Researchers at the universities of Adelaide and Michigan have come up with a new Spectre-style speculative execution attack against Intel processors that can be used to intercept data across several hardware security boundaries.

New 'CacheOut' attack leaks data from CPUs, VMs and hardware enclaves

Named CacheOut, the flaw is found in a large number of Intel processors released up until the fourth quarter of 2018.

Several researchers have been working on the vulnerability [pdf], including Yuval Yarom from the University of Adelaide, discovering that it's possible to leak data from eviction of processor caches.

While there's no known CacheOut exploits currently, exploitation of the vulnerability is undetectable.

It could be used to intercept information on operating system kernel address space randomisation and secret "stack canaries" values, which in turn can enable full exploitation using other software attacks such as buffer overflows, the researchers said.

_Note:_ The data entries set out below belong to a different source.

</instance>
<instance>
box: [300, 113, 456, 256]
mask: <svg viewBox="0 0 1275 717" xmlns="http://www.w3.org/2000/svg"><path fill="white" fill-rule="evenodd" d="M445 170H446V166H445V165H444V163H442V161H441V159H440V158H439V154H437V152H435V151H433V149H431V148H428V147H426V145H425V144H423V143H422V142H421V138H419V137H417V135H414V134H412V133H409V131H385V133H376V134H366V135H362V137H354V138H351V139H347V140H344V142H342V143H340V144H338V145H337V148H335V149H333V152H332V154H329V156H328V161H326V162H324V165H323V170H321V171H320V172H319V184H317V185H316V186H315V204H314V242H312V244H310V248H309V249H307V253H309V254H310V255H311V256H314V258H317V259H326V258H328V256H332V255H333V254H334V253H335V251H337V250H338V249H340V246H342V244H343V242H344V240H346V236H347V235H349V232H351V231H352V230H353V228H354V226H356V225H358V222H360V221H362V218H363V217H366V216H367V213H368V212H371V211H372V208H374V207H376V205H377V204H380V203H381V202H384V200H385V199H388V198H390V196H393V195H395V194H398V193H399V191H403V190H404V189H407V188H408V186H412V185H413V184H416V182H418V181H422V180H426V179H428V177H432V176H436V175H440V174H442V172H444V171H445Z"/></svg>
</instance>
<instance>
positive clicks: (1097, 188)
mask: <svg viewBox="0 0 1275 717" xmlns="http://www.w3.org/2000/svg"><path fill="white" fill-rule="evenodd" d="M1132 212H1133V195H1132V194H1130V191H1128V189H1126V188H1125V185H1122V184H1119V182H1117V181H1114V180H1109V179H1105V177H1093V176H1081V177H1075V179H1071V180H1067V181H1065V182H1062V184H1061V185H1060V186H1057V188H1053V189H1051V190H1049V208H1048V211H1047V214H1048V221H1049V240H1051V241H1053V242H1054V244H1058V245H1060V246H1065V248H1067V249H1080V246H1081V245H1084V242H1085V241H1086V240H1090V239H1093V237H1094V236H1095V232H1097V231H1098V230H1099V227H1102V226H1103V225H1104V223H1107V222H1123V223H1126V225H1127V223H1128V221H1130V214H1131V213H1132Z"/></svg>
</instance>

Furthermore, CacheOut can leak data from hypervisors and co-resident virtual machines, and dump the contents of Intel Software Guard Extensions (SGX) hardware enclaves.

CacheOut bypasses existing hardware mitigations by Intel against the earlier Spectre and Meltdown flaws.

Microcode updates from Intel are available for vulnerable processors, and can be deployed via operating system and hypervisor updates.

AMD processors do not contain similar features to Intel's Transactional Synchronisation Extensions (TSX) and are not vulnerabile to CacheOut.

The researchers noted that ARM architecture and IBM processors have a feature similar to Intel TSX, but the reaserchers don't currently know if any of those products are affected by CacheOut.